Consider the naysayers turned and burned.

Now, James is in a different chapter.

She lives in Boerne, Texas, where she still rides, still enjoys her horses and still finds purpose in teaching. She has two horses, Q and Victor, and her older son, Tyler, rides Victor when he comes home. Her sons, Tyler and Austin, did not follow her into rodeo. Instead, they found baseball.

James never pushed them toward the arena. She wanted them to pursue what they loved.

Both boys eventually found their own arena in baseball, and James was happy to let them chase it. She has traveled with them, supported them and learned the game along the way, though she is quick to admit she still does not pretend to coach the mechanics. Her advice is simpler, and probably a little more familiar coming from an 11-time world champion: “Things are hard, and you got to figure it out.”

In some ways, she sees horses and athletes the same way. Some need more repetitions. Some need more patience. Some need a different kind of management.

That philosophy now drives her work as a clinician and mentor. James teaches riders around the world, focusing not only on barrel racing fundamentals, but on horsemanship, discipline, mental attitude and care for the animal.

She wants riders to understand that horses are not tools.

They are partners.

“I hope people see me as someone who was able to win at a high level and still love and treat their horses like they’re their family,” James said. “They’re your partner.

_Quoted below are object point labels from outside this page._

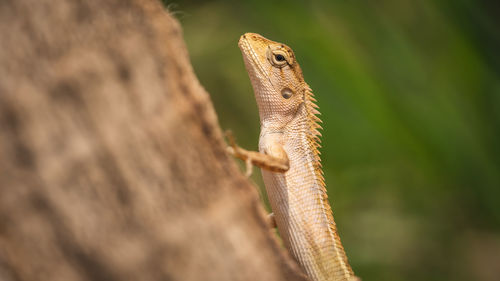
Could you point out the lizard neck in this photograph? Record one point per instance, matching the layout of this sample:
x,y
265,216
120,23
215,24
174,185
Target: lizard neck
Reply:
x,y
300,204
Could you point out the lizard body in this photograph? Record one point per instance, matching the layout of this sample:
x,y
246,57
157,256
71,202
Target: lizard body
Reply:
x,y
289,158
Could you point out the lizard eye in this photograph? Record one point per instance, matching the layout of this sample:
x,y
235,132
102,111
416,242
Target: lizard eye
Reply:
x,y
286,93
277,57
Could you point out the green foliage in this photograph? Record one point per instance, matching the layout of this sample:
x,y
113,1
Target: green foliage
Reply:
x,y
410,98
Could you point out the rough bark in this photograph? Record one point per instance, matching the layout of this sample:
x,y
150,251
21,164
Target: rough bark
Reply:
x,y
112,163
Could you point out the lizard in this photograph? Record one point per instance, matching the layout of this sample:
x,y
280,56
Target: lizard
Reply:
x,y
290,160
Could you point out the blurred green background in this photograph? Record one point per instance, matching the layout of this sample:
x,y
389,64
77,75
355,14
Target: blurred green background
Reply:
x,y
410,98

That’s what I remember about me — that I was smart about it, and I was kind.”

That legacy now adds another honor.

James is one of two distinctive athletes being honored with the Ty Murray Top Hand Award, created in 2018 and presented annually to individuals who have made significant and lasting contributions to enhance the sport of rodeo.

For James, the award recognizes more than championships. It honors a life that began on the feedlot in New Mexico, stretched across 19 consecutive NFR qualifications, 11 world titles and a partnership with a horse who became a legend, and continues today through the riders she teaches.

Her goals now are rooted in that same purpose. She wants to keep getting better as a teacher. She hopes to put out another training book or series. She wants her knowledge to keep helping the next generation understand not only how to run barrels, but how to care for the horses that make it possible.

“To go out and be able to help people ride their horses better, get along with them, give them motivation, give them actual skill that they can use — it’s just an absolute gift,” James said. “When you get on your horse, it’s like the world just is better all of a sudden.”

For Charmayne James, that feeling started in Clayton.

It carried her to the top of the rodeo world.

And all these years later, it is still the reason she rides.